Fenton Johnson was born in Chicago, Illinois, on May 7, 1888. Johnson was a heavily anthologized poet, as well as a playwright and member of the Work Progress Administration's Federal Writers' Project during the Great Depression. He died in 1958.

The Banjo Player

 

There is music in me, the music of a peasant people.

I wander through the levee, picking my banjo and singing my songs of

the cabin and the field. At the Last Chance Saloon I am as welcome

as the violets in March; there is always food and drink for me there,

and the dimes of those who love honest music. Behind the railroad

tracks the little children clap their hands and love me as they love Kris

Kringle.

But I fear that I am a failure. Last night a woman called me a

troubadour.

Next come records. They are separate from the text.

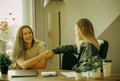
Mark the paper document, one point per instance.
(49, 74)
(69, 74)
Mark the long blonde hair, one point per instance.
(87, 31)
(19, 45)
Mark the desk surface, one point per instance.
(59, 77)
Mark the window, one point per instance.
(11, 9)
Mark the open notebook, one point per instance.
(23, 73)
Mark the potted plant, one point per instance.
(5, 62)
(78, 71)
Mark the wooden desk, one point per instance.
(60, 77)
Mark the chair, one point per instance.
(69, 60)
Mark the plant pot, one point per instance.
(4, 69)
(95, 75)
(78, 76)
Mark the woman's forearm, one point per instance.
(33, 61)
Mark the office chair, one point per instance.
(69, 60)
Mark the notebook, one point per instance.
(23, 73)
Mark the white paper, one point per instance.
(69, 74)
(48, 74)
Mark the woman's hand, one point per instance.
(50, 54)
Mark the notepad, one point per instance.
(23, 73)
(49, 74)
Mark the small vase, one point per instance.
(95, 75)
(78, 76)
(4, 69)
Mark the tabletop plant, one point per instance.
(91, 63)
(5, 62)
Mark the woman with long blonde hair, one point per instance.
(29, 53)
(86, 45)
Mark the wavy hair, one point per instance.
(87, 31)
(19, 44)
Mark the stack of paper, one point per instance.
(49, 74)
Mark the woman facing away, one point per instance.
(86, 45)
(29, 53)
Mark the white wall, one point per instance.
(101, 13)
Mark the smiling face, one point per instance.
(27, 36)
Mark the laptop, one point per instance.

What is a troubadour?

 

About This Poem

Fenton Johnson wrote “The Banjo Player” as part of a series of persona poems entitled African Nights, which was intended to form the core of his fourth collection of poetry. The finished collection, however, was never published.

Fenton Johnson was born in Chicago, Illinois, on May 7, 1888. Johnson was a heavily anthologized poet, as well as a playwright and member of the Work Progress Administration’s Federal Writers’ Project during the Great Depression. He died in 1958.